After his discharge, he returned to school, eventually earning a PhD in mathematics from the University of Colorado. While a college math teacher, he became active in Radford University's Peace Studies program, and joined International Philosophers for Peace and the Institute for Economic Democracy, for which he is now an editor and co-director.
Now a recovering math professor, he resides in central Virginia with his wife and their standard poodles, Hypatia and Madeleine, tending his garden and geese, editing and promoting books on economic democracy.”
Smith also has a novel, The Officer’s Wife, available for Kindles or in a paper version.
“In this exhaustively sourced account, mathematician B. Sidney Smith shines a stark light on every elephant in the room: out of control militarism, the rape of our economy, the propaganda that infantilizes our people and neutralizes their citizenship, and over it all the terrifying spectre of population overshoot—a disaster that is already upon us.

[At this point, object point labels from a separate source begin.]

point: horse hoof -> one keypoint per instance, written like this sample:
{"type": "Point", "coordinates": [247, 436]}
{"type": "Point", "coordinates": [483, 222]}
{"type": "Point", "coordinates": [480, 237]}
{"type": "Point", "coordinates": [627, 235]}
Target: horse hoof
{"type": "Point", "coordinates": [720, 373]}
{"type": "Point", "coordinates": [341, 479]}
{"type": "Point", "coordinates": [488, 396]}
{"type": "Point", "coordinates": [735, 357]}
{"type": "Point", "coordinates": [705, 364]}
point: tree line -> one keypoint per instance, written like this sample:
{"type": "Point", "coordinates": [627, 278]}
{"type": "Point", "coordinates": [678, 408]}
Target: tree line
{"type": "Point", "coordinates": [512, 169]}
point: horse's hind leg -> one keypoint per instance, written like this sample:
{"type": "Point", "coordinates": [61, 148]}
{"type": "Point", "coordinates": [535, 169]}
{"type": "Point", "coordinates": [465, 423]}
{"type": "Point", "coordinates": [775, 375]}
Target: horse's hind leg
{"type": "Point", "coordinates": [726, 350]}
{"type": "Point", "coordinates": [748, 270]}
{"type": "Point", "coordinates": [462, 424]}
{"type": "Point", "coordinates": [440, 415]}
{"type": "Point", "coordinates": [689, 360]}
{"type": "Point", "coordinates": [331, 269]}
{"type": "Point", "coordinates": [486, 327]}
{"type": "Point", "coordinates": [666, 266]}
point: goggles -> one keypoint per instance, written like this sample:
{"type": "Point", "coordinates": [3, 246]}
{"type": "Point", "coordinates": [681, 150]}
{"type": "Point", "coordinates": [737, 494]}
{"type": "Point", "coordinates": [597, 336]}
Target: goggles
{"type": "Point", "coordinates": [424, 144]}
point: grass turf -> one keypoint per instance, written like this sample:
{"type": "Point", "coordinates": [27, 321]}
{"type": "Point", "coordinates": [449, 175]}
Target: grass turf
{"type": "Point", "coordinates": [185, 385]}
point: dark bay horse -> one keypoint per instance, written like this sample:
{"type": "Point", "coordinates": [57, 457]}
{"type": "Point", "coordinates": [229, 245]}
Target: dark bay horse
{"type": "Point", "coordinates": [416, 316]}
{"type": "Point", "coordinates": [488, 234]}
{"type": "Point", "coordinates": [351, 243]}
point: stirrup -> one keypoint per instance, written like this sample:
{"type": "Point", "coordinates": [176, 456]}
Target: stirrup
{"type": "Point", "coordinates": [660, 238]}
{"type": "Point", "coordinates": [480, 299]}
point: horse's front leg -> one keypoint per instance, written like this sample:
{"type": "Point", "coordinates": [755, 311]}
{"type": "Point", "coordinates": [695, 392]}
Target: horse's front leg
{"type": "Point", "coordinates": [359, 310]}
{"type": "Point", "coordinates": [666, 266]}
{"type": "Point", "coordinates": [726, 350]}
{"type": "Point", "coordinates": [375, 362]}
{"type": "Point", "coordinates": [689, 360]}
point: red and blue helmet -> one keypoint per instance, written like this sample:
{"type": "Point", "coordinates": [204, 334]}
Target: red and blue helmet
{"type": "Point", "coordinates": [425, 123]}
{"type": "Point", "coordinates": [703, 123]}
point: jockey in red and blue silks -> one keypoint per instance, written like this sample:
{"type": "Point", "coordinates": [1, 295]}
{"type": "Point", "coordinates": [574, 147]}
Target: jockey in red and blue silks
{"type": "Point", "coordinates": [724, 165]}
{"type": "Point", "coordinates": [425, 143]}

But there is no ‘doom and gloom’ hand-wringing here. Dr. Smith ends his account with a stirring call to action, the promise of hope and a bright future—if we but have the patriotic courage to turn aside from partisan folly, redress our errors, and shoulder once again the obligations of citizenship.”
Subtitled A Situation Report for Citizens, The Good American outlines issues the author feels have to be addressed if the US as a country (and really the world as a whole) hope to survive more than a generation or two. These are problems that require action now. Some are environmental, while others are cultural. Although a short read, Smith efficiently explains each of the problems and makes an excellent case (with endnotes to sources for virtually every claim he makes). As claimed in the book’s description, he avoids the doom and gloom language often found in books such as this, although the picture he paints is far from pretty.

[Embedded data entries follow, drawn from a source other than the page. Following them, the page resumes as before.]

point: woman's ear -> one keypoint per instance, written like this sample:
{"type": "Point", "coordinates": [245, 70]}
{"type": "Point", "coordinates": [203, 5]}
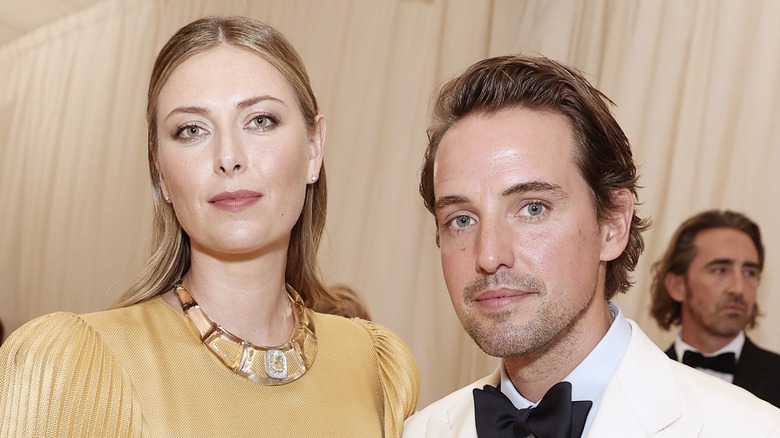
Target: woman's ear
{"type": "Point", "coordinates": [317, 145]}
{"type": "Point", "coordinates": [163, 186]}
{"type": "Point", "coordinates": [616, 229]}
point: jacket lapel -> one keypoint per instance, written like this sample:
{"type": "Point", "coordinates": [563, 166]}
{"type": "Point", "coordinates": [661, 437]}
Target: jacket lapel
{"type": "Point", "coordinates": [460, 415]}
{"type": "Point", "coordinates": [641, 398]}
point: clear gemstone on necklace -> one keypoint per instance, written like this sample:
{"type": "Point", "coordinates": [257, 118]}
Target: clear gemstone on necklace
{"type": "Point", "coordinates": [276, 363]}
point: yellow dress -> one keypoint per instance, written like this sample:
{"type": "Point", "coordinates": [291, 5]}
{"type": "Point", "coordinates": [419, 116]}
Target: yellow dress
{"type": "Point", "coordinates": [141, 371]}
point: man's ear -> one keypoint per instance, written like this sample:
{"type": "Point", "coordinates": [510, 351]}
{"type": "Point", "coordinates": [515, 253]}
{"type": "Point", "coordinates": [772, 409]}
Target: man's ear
{"type": "Point", "coordinates": [675, 286]}
{"type": "Point", "coordinates": [317, 144]}
{"type": "Point", "coordinates": [616, 229]}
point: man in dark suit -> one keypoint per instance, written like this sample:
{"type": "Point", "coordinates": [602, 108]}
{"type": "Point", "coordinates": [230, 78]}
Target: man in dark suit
{"type": "Point", "coordinates": [707, 284]}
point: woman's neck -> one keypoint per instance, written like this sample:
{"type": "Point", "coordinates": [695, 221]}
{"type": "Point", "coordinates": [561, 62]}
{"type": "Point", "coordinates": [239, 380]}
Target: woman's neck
{"type": "Point", "coordinates": [245, 295]}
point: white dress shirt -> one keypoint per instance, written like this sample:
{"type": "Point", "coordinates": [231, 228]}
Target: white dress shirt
{"type": "Point", "coordinates": [589, 379]}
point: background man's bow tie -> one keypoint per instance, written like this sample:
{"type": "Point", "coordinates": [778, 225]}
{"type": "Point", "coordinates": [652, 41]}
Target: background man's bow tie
{"type": "Point", "coordinates": [724, 363]}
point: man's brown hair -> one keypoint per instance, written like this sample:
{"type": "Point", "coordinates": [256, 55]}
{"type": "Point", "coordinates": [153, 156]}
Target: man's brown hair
{"type": "Point", "coordinates": [603, 153]}
{"type": "Point", "coordinates": [681, 252]}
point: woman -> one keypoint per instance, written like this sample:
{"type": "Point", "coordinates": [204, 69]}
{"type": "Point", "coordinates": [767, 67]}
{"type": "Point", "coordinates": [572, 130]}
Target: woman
{"type": "Point", "coordinates": [235, 154]}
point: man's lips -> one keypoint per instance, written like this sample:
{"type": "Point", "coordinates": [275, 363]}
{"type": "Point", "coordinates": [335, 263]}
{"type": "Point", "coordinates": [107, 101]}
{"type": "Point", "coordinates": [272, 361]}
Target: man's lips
{"type": "Point", "coordinates": [497, 298]}
{"type": "Point", "coordinates": [235, 201]}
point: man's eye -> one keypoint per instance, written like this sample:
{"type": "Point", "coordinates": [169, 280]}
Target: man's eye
{"type": "Point", "coordinates": [462, 221]}
{"type": "Point", "coordinates": [534, 208]}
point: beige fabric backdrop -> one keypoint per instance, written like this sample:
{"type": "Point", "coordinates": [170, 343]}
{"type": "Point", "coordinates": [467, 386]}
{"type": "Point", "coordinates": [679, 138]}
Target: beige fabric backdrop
{"type": "Point", "coordinates": [696, 83]}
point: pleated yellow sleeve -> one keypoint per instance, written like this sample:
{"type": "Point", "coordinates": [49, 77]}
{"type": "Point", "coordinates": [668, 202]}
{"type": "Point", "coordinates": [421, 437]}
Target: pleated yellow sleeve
{"type": "Point", "coordinates": [59, 379]}
{"type": "Point", "coordinates": [398, 374]}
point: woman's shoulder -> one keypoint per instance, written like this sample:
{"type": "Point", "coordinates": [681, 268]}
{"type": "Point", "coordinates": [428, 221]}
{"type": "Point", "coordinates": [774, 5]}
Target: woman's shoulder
{"type": "Point", "coordinates": [381, 338]}
{"type": "Point", "coordinates": [59, 364]}
{"type": "Point", "coordinates": [397, 369]}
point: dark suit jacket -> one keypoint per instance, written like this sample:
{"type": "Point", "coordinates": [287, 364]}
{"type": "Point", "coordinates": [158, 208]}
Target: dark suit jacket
{"type": "Point", "coordinates": [758, 371]}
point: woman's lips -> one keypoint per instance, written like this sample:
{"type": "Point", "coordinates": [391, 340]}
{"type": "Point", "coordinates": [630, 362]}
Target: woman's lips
{"type": "Point", "coordinates": [235, 201]}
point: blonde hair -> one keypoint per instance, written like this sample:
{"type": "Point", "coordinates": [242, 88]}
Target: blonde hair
{"type": "Point", "coordinates": [170, 255]}
{"type": "Point", "coordinates": [349, 304]}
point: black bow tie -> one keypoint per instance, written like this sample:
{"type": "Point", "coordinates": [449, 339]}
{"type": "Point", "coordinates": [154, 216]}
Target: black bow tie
{"type": "Point", "coordinates": [556, 416]}
{"type": "Point", "coordinates": [724, 363]}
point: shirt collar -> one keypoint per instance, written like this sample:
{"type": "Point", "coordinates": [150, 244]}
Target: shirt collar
{"type": "Point", "coordinates": [590, 378]}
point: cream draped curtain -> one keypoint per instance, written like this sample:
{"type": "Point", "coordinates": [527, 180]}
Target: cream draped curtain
{"type": "Point", "coordinates": [696, 83]}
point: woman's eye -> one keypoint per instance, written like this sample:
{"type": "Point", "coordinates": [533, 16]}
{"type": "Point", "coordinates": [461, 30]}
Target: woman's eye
{"type": "Point", "coordinates": [189, 131]}
{"type": "Point", "coordinates": [263, 122]}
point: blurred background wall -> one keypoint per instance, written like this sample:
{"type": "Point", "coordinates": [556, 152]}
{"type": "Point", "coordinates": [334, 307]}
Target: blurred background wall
{"type": "Point", "coordinates": [696, 83]}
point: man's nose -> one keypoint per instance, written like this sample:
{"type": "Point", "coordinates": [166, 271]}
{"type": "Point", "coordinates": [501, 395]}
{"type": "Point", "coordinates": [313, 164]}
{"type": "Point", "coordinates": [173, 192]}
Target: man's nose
{"type": "Point", "coordinates": [495, 247]}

I have only two relatively minor nits to pick with Smith’s approach. The first is that this would have been better if there was no sign of partisanship. In the introduction, Smith summarizes some current political issues, including the 2012 US Presidential race, and gives an even-handed argument that concludes neither major party candidate is a good choice. That cries out for an alternative, and he suggests one. I’m afraid that going partisan may cause some readers with strong party affiliation to abandon the book for that reason. However, if he was going to do this the way he did, doing it in the beginning and then staying away from any obviously partisan political statements for the remainder of the book, was the right choice.
My other nit is that, at least to me, the language used to describe certain situations often felt like the same kind of verbiage used by conspiracy theorists. Yet what was being described didn’t feel like an organized conspiracy (something requiring multiple people to coordinate), but instead something more informal. He also does a much better job of sourcing his contentions than the typical conspiracy theorist rather than requiring we take it on faith. Possibly his political slant is closer to my own political beliefs, making me more willing to see things as he describes them, but much of what he described seemed self-evident.
Regardless of your politics, regardless of who you’re going to vote for in the next election, The Good American is something everyone in the US should read and decide for themselves.